Homestay guests are not ‘tenants’


  • Metro News
  • Thursday, 15 Oct 2020

Jagdeep (left) says JMBs and MCs in the state are empowered to lay down house rules to prevent unit owners from operating homestay businesses, in response to an oral question from Syerleena.

A LANDLORD cannot evict a tenant without a court order, but homestay operators have such a right based on their agreements with their guests.

A landlord cannot set a limit on how many family members that tenants can have, but homestay operators do set such limits.

For such reasons, said state exco member Jagdeep Singh Deo, the courts have decided that homestay guests cannot be regarded by law as tenants.

Jagdeep said two weeks ago, Federal Court ruled in a judgment that terms like “host” and “guests” in the agreements used by homestay providers

clearly showed that they intend to use residential places to conduct the business of providing accommodation.

“We are glad for this judgment because it shows that the joint management bodies (JMB) and management committees (MC) of residential buildings are in the right to lay down house rules to prevent unit owners from renting out to short-term guests,” he said on Wednesday (Oct 14).

Answering an oral question from Syerleena Abdul Rashid (PH-Seri Delima) on the status of homestay businesses in Penang, Jagdeep told the state assembly yesterday that Penang has advised all JMBs and MCs in the state to

lay down house rules to prevent unit owners from operating homestay businesses.
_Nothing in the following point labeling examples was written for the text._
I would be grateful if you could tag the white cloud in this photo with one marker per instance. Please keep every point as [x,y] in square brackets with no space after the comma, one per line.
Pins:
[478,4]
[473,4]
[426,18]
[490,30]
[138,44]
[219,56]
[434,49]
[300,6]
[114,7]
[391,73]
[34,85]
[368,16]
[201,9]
He said they are empowered to do so by law and can fine unit owners up to RM200 each time they are found renting their units to homestay guests.

“Imagine if you are living in a stratified building and every day, people come in and out of your home area like it is a hotel.
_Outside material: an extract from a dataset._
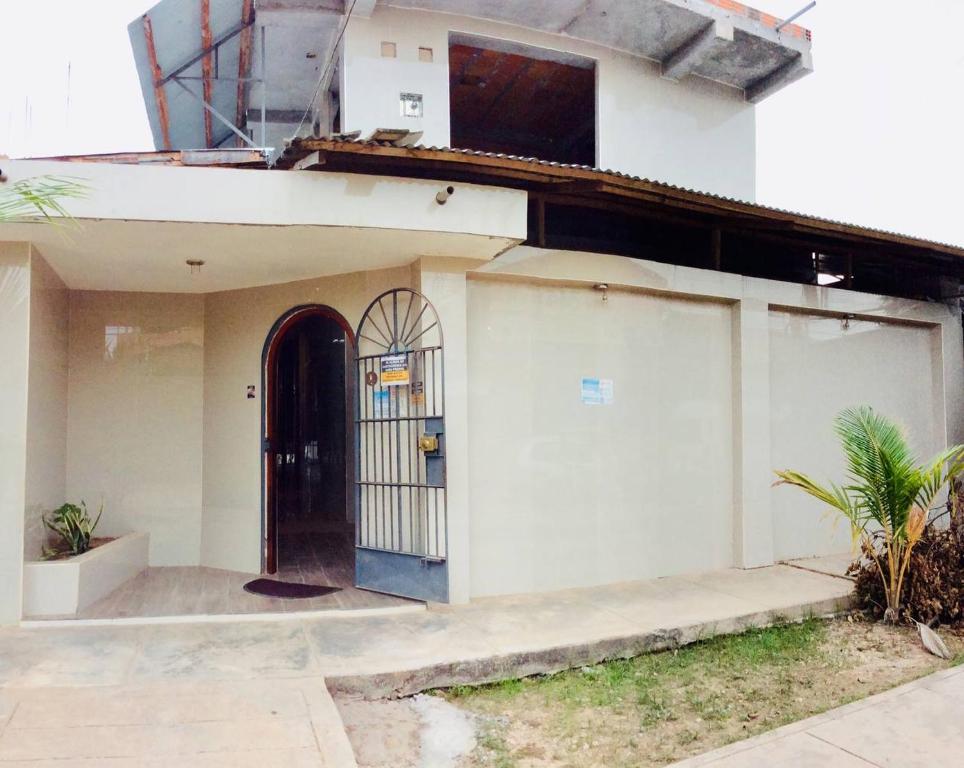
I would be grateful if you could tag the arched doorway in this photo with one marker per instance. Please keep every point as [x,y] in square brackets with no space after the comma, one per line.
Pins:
[308,448]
“It’s not right. It’s not a business premises,” he said.

He said some JMBs, such as in Gurney Drive, had taken court action against such unit owners and won their cases.

The state government, he said, was finalising guidelines to help JMBs and MCs tackle the issue and preserve the security of their homes.
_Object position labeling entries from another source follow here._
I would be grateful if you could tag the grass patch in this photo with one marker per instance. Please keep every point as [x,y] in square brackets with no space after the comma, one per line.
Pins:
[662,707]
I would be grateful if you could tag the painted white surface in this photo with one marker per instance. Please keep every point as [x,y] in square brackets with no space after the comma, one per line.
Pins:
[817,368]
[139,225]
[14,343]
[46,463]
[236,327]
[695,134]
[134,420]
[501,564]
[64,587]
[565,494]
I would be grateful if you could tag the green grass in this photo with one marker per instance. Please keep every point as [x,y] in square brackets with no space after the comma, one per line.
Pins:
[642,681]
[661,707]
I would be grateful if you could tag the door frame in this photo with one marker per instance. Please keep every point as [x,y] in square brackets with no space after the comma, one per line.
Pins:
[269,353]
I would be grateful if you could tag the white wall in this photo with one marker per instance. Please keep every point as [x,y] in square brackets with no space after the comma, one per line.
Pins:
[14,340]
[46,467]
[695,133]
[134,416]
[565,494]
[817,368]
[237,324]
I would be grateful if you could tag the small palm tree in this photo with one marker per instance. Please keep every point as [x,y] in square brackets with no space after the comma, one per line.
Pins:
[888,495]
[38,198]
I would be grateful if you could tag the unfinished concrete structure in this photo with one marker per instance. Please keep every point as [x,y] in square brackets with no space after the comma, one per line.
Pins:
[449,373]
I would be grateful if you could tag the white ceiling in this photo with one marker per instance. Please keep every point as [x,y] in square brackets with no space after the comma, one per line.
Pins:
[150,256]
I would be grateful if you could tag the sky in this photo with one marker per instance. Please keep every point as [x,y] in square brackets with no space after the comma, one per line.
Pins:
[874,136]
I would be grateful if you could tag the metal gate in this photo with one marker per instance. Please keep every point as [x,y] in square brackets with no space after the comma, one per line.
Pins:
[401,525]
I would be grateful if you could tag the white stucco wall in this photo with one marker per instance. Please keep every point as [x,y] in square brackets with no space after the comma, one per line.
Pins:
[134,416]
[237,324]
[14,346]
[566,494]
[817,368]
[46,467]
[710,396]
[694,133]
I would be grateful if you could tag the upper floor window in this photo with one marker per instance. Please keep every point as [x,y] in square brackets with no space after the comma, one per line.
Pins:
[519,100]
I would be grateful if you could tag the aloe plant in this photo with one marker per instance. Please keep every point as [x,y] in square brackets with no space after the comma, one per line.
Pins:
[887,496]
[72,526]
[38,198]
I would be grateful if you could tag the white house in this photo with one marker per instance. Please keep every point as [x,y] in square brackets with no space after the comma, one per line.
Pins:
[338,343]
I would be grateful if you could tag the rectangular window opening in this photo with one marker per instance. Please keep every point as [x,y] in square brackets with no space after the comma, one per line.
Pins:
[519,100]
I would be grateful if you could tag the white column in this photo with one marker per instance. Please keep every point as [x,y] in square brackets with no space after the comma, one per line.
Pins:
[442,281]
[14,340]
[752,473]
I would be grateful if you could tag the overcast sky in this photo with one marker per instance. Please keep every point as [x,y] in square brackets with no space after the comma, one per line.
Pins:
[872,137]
He said Penang is the state with the third highest number of high-rise residential buildings and as such the state will strive to ensure that the well-being of such residents are not affected by homestay operators.

For other residential areas, Jagdeep said the city councils in Penang can issue a notice under Section 27(2)(a) of Town and Country Planning Act 1976 for the owner to stop such activity and restore the property to its original state.